Friday 24 August 2012

Blog Entry #3 – The Anglo-Boer War



The Anglo-Boer war affected the relationship between different cultures in South Africa for centuries after. It was a war that was fought between the British and the Afrikaners from 1899 to 1902. Around 500,000 British fought against 87,000 Afrikaners, or Boers. The Boers won some of the earlier battles but ultimately lost to the British. The two races were fighting for the political and economic control of the region. There was already a lot of tension between the British and the Afrikaners prior to the start of the war. In 1899, the British began a massive build-up of British forces in an area supposedly encased with gold as they were angered over a harsh treatment of the British. Afrikaner President Paul Kruger demanded the withdrawal of the troops and threatened war if they ignored his demands. The British did not comply. The war officially started on the 12th of October 1899 by the Transvaal and Orange Free State.
The British were the people who created the world’s first concentration camps and many Boers died in these camps from diseases, malnutrition and persecution. The British used these concentration camps as a means of controlling captured populations. Human rights did not exist in those camps and many women and children were abused and forced into labour. The British lost almost 30,000 men fighting, while the Afrikaners lost around 5,000. More than 20,000 Afrikaner civilians were lost in the concentration camps. Over 60,000 men, women and children died as a result of this brutal war.

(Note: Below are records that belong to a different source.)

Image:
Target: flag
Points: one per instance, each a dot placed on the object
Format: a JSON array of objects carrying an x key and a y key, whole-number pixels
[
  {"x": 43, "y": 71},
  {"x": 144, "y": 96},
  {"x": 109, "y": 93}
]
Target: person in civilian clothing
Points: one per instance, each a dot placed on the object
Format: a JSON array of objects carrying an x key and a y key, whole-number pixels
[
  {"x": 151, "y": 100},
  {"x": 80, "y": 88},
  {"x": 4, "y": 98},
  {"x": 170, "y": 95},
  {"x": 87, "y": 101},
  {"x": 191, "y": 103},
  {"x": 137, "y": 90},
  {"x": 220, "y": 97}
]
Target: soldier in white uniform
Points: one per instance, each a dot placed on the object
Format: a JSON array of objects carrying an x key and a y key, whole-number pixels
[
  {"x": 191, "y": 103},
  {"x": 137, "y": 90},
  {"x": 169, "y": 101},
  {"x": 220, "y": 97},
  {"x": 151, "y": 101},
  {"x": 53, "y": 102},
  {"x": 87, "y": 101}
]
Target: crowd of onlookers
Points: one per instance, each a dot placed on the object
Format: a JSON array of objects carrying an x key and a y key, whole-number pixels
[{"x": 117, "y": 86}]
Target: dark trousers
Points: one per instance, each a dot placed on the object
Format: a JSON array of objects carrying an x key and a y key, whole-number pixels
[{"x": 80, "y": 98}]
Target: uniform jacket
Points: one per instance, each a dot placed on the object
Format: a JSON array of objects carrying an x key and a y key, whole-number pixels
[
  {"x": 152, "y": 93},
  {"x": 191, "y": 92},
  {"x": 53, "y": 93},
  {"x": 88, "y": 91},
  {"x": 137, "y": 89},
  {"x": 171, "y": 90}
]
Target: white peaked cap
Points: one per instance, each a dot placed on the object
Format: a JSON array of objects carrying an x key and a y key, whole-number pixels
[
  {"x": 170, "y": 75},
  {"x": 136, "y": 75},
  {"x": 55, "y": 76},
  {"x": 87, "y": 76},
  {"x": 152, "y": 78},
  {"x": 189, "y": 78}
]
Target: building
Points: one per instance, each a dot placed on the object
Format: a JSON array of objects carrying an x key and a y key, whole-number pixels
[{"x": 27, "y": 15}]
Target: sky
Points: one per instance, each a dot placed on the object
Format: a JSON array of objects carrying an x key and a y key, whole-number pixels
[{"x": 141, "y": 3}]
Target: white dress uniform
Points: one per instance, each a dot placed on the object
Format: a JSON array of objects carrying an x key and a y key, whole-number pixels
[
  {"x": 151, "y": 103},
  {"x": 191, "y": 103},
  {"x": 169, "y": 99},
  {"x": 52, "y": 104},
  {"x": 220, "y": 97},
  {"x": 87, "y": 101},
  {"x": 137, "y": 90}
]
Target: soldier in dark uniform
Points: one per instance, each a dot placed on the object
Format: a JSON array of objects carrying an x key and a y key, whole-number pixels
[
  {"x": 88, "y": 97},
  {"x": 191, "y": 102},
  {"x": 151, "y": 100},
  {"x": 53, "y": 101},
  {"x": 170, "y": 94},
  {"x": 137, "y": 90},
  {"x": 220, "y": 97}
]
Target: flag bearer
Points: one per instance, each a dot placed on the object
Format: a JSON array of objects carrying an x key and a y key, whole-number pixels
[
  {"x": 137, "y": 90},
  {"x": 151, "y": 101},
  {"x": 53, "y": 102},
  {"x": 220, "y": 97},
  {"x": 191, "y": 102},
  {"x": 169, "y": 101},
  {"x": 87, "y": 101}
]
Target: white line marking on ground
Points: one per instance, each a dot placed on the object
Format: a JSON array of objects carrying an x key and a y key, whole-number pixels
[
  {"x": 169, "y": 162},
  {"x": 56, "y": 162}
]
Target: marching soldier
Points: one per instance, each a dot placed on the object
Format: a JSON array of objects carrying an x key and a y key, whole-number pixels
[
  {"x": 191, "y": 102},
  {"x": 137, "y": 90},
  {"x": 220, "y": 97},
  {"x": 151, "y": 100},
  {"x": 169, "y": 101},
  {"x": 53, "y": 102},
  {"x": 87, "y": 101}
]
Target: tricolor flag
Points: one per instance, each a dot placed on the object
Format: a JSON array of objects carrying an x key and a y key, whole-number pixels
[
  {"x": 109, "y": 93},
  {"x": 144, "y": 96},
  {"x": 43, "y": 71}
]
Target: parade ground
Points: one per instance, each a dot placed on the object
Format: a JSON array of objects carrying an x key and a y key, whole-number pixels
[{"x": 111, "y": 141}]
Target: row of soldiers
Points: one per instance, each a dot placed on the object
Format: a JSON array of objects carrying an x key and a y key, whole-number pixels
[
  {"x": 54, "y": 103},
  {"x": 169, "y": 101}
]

In 1902, the British exhausted the Afrikaners into surrender. On the 31st of May both the British and the Afrikaners signed a Treaty of Vereeniging where the British accepted the submission of the Afrikaners. The British promised to pay three million pounds and promised the Boers that the black majority would not be included in government until the rule returned to the Afrikaners. This decision unfortunately made the apartheid of the twentieth century a very possible outcome.
After the war the English became known as Rooineks as a result of their way of fighting. Instead of wearing dull uncoloured uniforms when fighting in battle they word brightly coloured red uniforms hence the name ‘Red necks’ or Rooineks in South African.  
The hatred towards Peekay in the book is based on the bad treatment of the British towards the Afrikaners and since Peekay spoke English, he ‘spoke the language which has pronounced the sentences that had killed their grandfathers and sent their grandmothers to the world’s first concentration camps…’ (Page2). The war was well over at the beginning of Peekay’s life however he was still severely tormented because of it. It is clear that there is still so much hatred around even so far past the war. Peekay was just an innocent child who was wrongly being punished for his ancestor’s actions.